There are many things we do not know, including weight regain if the medication is ceased.
Can you take Ozempic and Wegovy during pregnancy?
No. Based on evidence in mice, there are concerns about a higher risk of miscarriage and birth defects. These drugs should be discontinued during pregnancy. Over time, we’ll learn more about this based on accidental pregnancy exposures, but for now it should be avoided.
Why are feelings running so high?
Let me start by noting that this is my opinion. It’s always hard to tell why people are happy or angry, so really all we can do is speculate.
It is easy to see why there are people cheering for this. Many people are interested in losing weight for health reasons; although the links between weight and health are far more complex than is generally recognized, there are medical conditions to which a higher weight is a contributing factor. The impact of Ozempic on diabetes is clear, and Type 2 diabetes has significant health impacts. This is the first class of drugs with clear evidence of large impacts on weight and health metrics. So that is exciting.
On the other side, I see at least three big narratives of concern.
First: Ozempic in particular is approved for use in diabetic patients, where it can have large positive health impacts. In a number of cases, people who want to lose weight for non-medical reasons have sought out this drug, generating shortages. This is extremely problematic.
Second: The evidence on long-run impacts suggests it is an indefinite prescription. That’s uncomfortable for many people. It’s not dissimilar to existing medications for chronic conditions (e.g. metformin for diabetes), but the concept of a weekly injectable for life seems to feel different for many. Especially one that generates a feeling of mild nausea much of the time.
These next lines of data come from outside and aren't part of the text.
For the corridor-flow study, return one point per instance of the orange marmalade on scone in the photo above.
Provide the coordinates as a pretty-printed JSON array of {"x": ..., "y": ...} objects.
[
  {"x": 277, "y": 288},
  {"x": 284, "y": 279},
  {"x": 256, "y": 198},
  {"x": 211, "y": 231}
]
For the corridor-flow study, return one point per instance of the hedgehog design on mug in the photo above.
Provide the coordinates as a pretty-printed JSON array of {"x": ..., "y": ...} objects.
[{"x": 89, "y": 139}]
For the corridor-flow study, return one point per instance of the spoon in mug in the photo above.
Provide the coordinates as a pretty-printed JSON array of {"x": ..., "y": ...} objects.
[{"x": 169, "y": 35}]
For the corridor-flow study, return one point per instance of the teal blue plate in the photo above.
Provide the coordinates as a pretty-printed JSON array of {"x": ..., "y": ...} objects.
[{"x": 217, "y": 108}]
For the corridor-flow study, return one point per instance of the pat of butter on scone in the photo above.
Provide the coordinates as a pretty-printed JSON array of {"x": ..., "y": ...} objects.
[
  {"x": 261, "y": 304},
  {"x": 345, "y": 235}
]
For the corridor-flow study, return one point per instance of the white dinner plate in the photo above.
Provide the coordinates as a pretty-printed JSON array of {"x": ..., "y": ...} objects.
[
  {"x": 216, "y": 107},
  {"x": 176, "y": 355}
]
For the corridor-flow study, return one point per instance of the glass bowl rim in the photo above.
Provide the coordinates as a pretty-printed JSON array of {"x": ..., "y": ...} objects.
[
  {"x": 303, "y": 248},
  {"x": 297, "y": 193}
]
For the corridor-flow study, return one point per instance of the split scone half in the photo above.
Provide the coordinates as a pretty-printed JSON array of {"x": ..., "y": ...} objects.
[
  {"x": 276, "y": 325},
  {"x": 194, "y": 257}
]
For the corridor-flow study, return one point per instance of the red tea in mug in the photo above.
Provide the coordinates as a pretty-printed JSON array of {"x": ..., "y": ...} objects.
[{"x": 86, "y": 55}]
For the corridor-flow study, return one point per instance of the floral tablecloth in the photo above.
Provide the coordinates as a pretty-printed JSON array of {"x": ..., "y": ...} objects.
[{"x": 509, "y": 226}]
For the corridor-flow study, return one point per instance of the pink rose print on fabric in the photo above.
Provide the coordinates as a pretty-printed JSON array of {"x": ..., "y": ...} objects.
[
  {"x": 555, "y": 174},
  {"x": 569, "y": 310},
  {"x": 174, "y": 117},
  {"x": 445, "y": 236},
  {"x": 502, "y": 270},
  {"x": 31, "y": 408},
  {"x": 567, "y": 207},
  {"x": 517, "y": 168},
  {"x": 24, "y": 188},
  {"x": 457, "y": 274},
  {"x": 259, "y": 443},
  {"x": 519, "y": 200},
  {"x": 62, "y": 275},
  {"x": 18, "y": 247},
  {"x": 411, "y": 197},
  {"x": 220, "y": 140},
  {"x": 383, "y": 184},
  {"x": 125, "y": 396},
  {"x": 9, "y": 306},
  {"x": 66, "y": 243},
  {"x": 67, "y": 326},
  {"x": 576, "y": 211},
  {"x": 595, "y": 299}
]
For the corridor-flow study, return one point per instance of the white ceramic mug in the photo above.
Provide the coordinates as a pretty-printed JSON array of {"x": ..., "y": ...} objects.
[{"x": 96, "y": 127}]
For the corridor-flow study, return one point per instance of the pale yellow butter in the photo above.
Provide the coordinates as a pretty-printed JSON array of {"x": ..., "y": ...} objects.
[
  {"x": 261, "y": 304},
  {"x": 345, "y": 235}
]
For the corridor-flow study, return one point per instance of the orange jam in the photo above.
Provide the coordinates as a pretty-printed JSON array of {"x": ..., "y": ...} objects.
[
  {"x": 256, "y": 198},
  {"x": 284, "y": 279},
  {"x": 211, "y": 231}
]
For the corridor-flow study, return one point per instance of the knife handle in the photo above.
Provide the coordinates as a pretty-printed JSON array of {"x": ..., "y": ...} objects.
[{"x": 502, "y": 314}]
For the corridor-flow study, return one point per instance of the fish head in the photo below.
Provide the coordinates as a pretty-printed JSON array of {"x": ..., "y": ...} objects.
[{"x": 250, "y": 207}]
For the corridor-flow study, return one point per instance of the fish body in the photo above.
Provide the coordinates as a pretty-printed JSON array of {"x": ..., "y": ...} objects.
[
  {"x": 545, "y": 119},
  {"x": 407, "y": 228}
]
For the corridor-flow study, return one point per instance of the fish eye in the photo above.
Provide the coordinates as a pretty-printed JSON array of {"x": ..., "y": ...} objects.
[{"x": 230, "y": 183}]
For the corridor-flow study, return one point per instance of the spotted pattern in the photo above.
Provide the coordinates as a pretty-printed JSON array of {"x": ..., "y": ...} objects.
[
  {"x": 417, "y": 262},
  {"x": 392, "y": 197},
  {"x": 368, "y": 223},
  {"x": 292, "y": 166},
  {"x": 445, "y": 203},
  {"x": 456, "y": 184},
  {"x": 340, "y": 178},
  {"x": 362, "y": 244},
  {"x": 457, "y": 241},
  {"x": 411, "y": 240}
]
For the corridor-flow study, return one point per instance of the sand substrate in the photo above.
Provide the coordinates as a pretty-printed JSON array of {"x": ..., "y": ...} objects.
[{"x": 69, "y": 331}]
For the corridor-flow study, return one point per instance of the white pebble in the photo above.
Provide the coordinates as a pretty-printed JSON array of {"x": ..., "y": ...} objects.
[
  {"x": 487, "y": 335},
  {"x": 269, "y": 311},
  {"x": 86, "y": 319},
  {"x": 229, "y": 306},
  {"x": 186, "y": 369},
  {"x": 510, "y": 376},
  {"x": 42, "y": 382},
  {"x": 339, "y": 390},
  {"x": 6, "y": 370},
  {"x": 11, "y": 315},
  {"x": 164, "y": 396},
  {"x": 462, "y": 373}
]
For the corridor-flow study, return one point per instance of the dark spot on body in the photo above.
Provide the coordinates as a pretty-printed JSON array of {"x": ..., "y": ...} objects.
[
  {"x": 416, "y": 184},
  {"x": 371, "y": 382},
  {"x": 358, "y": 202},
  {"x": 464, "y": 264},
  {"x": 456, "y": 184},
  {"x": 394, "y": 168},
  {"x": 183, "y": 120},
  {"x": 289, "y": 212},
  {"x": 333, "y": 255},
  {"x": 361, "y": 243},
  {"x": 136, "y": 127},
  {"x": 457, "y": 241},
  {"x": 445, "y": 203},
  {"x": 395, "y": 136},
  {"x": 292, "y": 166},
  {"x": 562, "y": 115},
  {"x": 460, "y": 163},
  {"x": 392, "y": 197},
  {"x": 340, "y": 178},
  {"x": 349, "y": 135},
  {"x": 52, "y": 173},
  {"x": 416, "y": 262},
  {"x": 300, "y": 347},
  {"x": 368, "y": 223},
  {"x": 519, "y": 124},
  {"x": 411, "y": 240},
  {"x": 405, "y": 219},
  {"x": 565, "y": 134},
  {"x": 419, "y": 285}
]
Third: This is new. Despite the several years of follow-up in these trials, we do not yet have the data to answer many of the questions we might have about possible rare side effects, or any implications of long-term use. There is no solution to this; it’s just the reality of new medications.
Finally: My sense is there is some discomfort with the idea of these medications and how they interact with the significant amount of weight stigma that our society harbors. If there is a medication that can help people lose weight, is that going to increase weight bias? This is a problem well outside the medical question of these drugs.
Bottom line: These discussions are ongoing. Hopefully the evidence here helps in understanding the underlying data better.